General Database Format

Below is the format for the general database. Records are numbered sequentially, starting at 0. The database has a "header" record (#0), then is followed by different sections that contain the data.

  • Record 0: Database header
    • Version [2 bytes]: Version number of database. Currently 1. Version 0 was depreciated.
    • Flags [2 bytes]: Flags for the database.
      • 0x0001 : Generate multiple entries (good for word generators)
    • Section Record Counts [2 bytes per section]: Number of records for each section. Minimum of 1.
  • Records 1-n: Sections (one or more of the following)
    • Random Entry
    • Letter Pairing
    • Phrase-Structure Rule Grammar

Random Entry section

This type of section is a "pick one of the following" type of list. Good for lists of riddles, random situations, etc.

  • First Record: Header
    • Type [2 bytes]: 0
    • Flags [2 bytes]:
      • 0x0001 : Use random chances (see Chances below)
    • Items [2 bytes]: Number of items in this section. This shouldn't match the number of records unless you only put one entry in each record.
  • All the rest in the section: Data records
    • Number of entries in this record [2 bytes]: Multiple entries can be combined into a single record, saving space and making the database much faster when transferring to the Palm. This works better with smaller data, such as wordlists, but doesn't really lose anything with larger records.
    • Chance and Offset Array [2 or 4 bytes per entry]:
      • Chance [2 bytes]: The chance for this entry. If chances are not used, these two bytes are omitted from the record. Entries are sorted in ascending chance order. (see Chances below)
      • Offset [2 bytes]: The offset from the beginning of the record where this entry starts. The entry must be terminated with a NULL.
    • Entries: Each entry is a null-terminated string. This contains the riddle, situation, word, or whatever data the entry contains. Max size is unknown, but is probably limited by the OS to whatever you can fit in a single record, which is a little under 64k.

Letter Pairs section

One method of building words is to analyze a list of words from a language and figuring out what two letters start words. Then you see what letters possibly follow those two letters and add the third letter. You repeat until you end the word by randomly picking two letters at the end of the word or until a maximum word length is reached.
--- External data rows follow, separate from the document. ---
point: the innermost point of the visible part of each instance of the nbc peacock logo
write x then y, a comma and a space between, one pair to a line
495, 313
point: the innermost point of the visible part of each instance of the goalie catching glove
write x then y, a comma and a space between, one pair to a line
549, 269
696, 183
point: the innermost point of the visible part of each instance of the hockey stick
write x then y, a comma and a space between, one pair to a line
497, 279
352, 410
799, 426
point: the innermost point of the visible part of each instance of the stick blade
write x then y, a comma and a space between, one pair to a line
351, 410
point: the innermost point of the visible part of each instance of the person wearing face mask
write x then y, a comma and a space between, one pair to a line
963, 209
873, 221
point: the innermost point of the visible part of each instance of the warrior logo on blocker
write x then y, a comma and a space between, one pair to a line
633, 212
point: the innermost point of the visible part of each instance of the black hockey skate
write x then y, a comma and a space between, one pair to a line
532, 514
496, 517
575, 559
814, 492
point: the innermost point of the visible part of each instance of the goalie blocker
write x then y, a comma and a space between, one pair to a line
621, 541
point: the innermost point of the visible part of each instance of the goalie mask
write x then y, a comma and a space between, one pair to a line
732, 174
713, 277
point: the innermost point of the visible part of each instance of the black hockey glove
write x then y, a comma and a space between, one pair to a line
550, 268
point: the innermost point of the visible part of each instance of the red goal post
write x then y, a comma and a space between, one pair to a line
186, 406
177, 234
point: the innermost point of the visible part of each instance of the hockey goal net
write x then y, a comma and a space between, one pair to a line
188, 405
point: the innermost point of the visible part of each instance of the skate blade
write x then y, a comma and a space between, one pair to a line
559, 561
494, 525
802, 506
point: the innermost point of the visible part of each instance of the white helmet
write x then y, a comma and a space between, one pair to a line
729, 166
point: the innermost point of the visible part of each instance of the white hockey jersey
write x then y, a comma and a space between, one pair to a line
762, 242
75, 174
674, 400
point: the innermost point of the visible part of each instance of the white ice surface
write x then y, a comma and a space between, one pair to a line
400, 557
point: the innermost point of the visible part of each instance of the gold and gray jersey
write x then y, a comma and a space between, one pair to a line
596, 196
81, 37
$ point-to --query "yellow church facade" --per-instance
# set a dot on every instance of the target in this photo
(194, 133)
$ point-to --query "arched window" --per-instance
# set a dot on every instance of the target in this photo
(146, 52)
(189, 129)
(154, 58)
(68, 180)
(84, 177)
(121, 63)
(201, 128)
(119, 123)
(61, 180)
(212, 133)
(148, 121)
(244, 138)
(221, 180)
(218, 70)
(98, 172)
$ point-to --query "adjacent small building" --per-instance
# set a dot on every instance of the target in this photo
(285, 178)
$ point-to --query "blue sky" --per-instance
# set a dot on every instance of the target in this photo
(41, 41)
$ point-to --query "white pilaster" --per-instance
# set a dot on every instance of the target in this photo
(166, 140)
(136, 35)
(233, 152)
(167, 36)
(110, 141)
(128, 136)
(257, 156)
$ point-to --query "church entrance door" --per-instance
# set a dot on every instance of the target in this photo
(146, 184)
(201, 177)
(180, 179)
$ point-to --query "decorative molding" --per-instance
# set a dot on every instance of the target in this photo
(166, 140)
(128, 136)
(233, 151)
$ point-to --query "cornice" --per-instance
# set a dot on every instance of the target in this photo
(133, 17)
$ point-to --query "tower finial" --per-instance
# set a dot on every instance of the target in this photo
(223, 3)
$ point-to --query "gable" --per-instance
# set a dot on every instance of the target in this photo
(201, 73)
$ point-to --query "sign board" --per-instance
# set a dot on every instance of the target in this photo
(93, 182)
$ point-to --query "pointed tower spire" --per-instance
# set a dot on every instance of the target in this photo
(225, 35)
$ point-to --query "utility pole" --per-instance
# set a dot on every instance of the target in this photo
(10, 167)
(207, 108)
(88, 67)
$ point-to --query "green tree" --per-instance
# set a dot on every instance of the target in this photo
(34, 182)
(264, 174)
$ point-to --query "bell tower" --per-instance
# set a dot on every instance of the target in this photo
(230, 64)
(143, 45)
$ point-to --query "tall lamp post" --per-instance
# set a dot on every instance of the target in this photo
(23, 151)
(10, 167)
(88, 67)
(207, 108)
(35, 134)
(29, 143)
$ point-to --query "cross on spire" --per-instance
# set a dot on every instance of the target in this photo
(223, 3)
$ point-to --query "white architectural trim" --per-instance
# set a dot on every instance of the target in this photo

It is strongly suggested that you use random chances with this method of word creation. One good example of why is in the English language, the letter Q is almost always followed by U. So, let's assume that our rules have Q always followed by U. With chances enabled, you'll see the letter U after every Q unless the word is just too long and had to be stopped. Without chances in the database, the letter U has a 50% chance of showing up. If U is not picked, the word will be ended. This is not exactly what people would like. However, adding chance data increases the database size a lot (over doubles the size), but produces much better results.

  • First Record: Header
    • Type [2 bytes]: 1
    • Flags [2 bytes]:
      • 0x0001 : Use random chances (see Chances below)
    • Maximum Length: The maximum length of the word. Note: I'd like to have the length taper instead of just snipping it right now.
    • Starting Pairs: (one or more of these)
      • Chance [2 bytes]: The chance that this letter pair is used. If not using random chances, these two bytes are omitted from the record. (see Chances below)
      • Starting pair [2 bytes]: Two letters that words could start with.
  • All the rest in the section: Data records
    • Starting Letter [1 byte]: The first letter of the pair.
    • Entries [1 byte]: Number of entries of letters that can follow the starting letter.
    • Second Letter Definition: (one of these per Entries)
      • Second letter [1 byte]: The second letter of the pair
      • Third letter options [1 byte]: Number of potential third letters that follow the letter pair.
    • Third Letter Definition: (one of these per Third letter options per Entries):
      • Chance [2 bytes]: The chance for this ending. If chances are not used, these two bytes are omitted from the record. If chances are used and the is no chance high enough, the word is considered finished (just like adding 0xFFFF for the chance and 0x00 for the character, but it saves 3 bytes). (see Chances below)
      • Next Letter [1 byte]: A letter that could follow the letter pairs. If not using chances, you should use 0x00 to signify that the next "letter" is actually the end of the word.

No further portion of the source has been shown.